Keane's goal was highly competent and he should have had at least one more from a right wing cross by the excellent Brady.
It was nerve-wracking stuff and United held on until the 90th minute when Luke Giverin scored a solo goal.
Luke is Salford born and has shot into prominence recently, having been given a substitute role in a strong United side that turned out against the Irish FA on Tuesday for Harry Gregg's Testimonial.
Put through just inside his own half, he outpaced the City defence and, pressed all the way, slid the ball under the excellent keeper Eirik Johansen, to put the result beyond doubt.
While Calciomercato News continue to report the imminent arrival of Paul Pogba at Juventus, United fans were stunned to see that not only was he listed to play, but started and played the entire 90 minutes.
He decorated the pitch with his silky skills. Is he lazy, or has he always got at least two gears in reserve? He didn't misplace a single pass and created an excellent partnership with Petrucci that could surely be reproduced at First Team level?
But why was he playing? Warren Joyce would certainly have needed Sir Alex's permission to field the French under-19 captain. Maybe United wanted a last 90 minutes of value out of their investment?

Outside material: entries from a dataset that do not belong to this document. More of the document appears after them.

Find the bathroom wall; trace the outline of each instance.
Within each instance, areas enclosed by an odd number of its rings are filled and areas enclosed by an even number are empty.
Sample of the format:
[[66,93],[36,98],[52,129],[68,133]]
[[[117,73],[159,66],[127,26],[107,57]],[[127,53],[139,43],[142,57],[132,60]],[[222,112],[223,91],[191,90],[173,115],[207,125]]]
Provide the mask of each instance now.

Or maybe they were doing the decent thing and giving him one last outing with the colleagues he has grown up with.
At the end of the match Pogba seemed just as engaged and buoyed up by the result as anyone in the team, unlike the sulking Tevez who slunk around in the background in his last match for United on the day they won the Premier League title.
If the Italian news services can be relied on, we should know on Monday at the latest. In the meantime, the Frenchman's cameo allowed a flickering ray of hope to remain. Sir Alex is the master of brinkmanship and any final deal may still come down to United's willingness to pay his agent a fat fee.
The future is still red
Even if United lose Pogba, Thursday night showed that City still have much to do to fulfil their supporters' most optimistic projections of a decade of dominance.
It wasn't just that United won the match, nor that they had players on view ready to step into the first team. It was the manner of the win; dour in defence; uncompromising in midfield; well coached and well-organised throughout; and clinical in finishing.
When you think that five of the players on view have already played in the First Team and Robbie Brady for example played 41 times for Hull City this season, the future continues to look bright red.